Habertürk
    Takipde Kalın!
      Günlük gelişmeleri takip edebilmek için habertürk uygulamasını indirin
        Sesli Dinle
        0:00 / 0:00

        Enes Kara’nın intiharından etkilenmedim. Türk karasularında ölen Suriyeli mülteci bebek görüntüsünden de etkilenmedim. Yıllar içinde binlerce böyle benzer habere rastlayınca, böyle bir sürü trajedi karesiyle yüzleştikçe duygusal tepki verme yetimi kaybettim. Film sahneleriymiş gibi geliyor artık bana bu anlar, kapanış jeneriği geçtiğinde bitecekmiş, biz de unutacakmışız gibi. İtfaiyecilerde, doktorlarda, acil servis çalışanlarında, Birlemiş Milletler yardım gönüllülerinde ve gazetecilik gibi meslekleri seçenlerde görülen bir durum bu, “merhamet yorgunluğu” diye adı var. Bir keresinde Stockholm’e gittiğimde şehirde herkesin dilinde bir cafe’nin dış cephesine kepenk monte etmesi vardı. İki kere taşlanmış, bu yüzden işletme sahipleri istemeseler de görüntüyü bozacak kepengi koymak zorunda kalmışlar. Bir sene sonra gittiğimde hala aynı mevzu konuşuluyordu ve gündemin durağan, insanların kafalarındaki en büyük sorunun estetik bir seçim olduğu bir ülkede yaşamanın nasıl bir lüks olduğunu düşünmüştüm. O sıralar İstanbul’da hemen her akşam gittiğim cafe’ye metal detektörden geçerek giriliyordu, çünkü birkaç sene önce bomba atılmış ve insanlar orada hayatını kaybetmişti.
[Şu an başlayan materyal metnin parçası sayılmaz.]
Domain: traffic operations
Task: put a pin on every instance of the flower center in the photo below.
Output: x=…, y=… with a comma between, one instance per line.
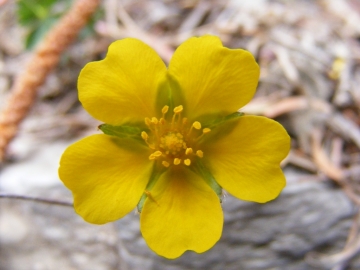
x=174, y=142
        1960’lı yıllarda İsveç dünyada en fazla intihar eden kişinin yaşadığı ülkeydi. İklim koşulları, kışın günün 20 saatinin karanlık geçmesi gibi faktörler depresyonu tetikliyor, bazı insanlarda da intihara yol açıyordu. Hükümetler ölümlerin önüne geçmek için birtakım refah ve ruh sağlığı dalında reformlara imza attı ve bugün İskandinav ülkeleri dünya mutluluk endeksinde en üst sıralarda yer alıyorlar. İsveç hala her sene 100 bin kişide 14.5 kişinin intihar ettiği bir ülke. Türkiye’de bu sayı 100 binde 2.4; sadece istatistiklere bakarak iyi durumda olduğumuzu düşünüp avunabiliriz belki. Ama İsveç’in yedinci sırada yer aldığı mutluluk sıralamasında Türkiye 102. sırada yer alıyor.

        REKLAM

        Belki Batılı ülkeler tıpkı Eurovision’da olduğu gibi birbirlerine puan verip bizi dışlıyorlardır. Belki de mutsuzluğun gündelik hayatta nasıl karşılık bulduğunu bilmiyoruz ve işimize gelmeyen ne varsa halının altına süpürdüğümüz gibi intihar söz konusu olduğunda da aynı yöntemi benimsiyoruz.

        *

        Enes Kara’nın intihar notunu okuduğumda aklıma John Cassavetes’in ilk okuduğum an ezberlediğim bir sözü geldi: “Bu ülkede insanlar 21 yaşında ölüyor. Duygusal olarak 21 yaşında, belki de daha gençken ölüyorlar… Benim bir sanatçı olarak sorumluluğum insanlara 21 yaşı geçirmelerini sağlamak.” Yazdıklarından anladığım kadarıyla okuduğu okulun zorluğuna, kaldığı tarikat yurdunun baskısına, yalnızlığa ve gelecek korkusuna dayanamayıp hayatına son veren Kara “19 yaşımın böyle geçeceğini düşünmezdim,” diyor. İntihar etmeseydi bile 21 yaşına gelmeden duygusal olarak çoktan ölmüş.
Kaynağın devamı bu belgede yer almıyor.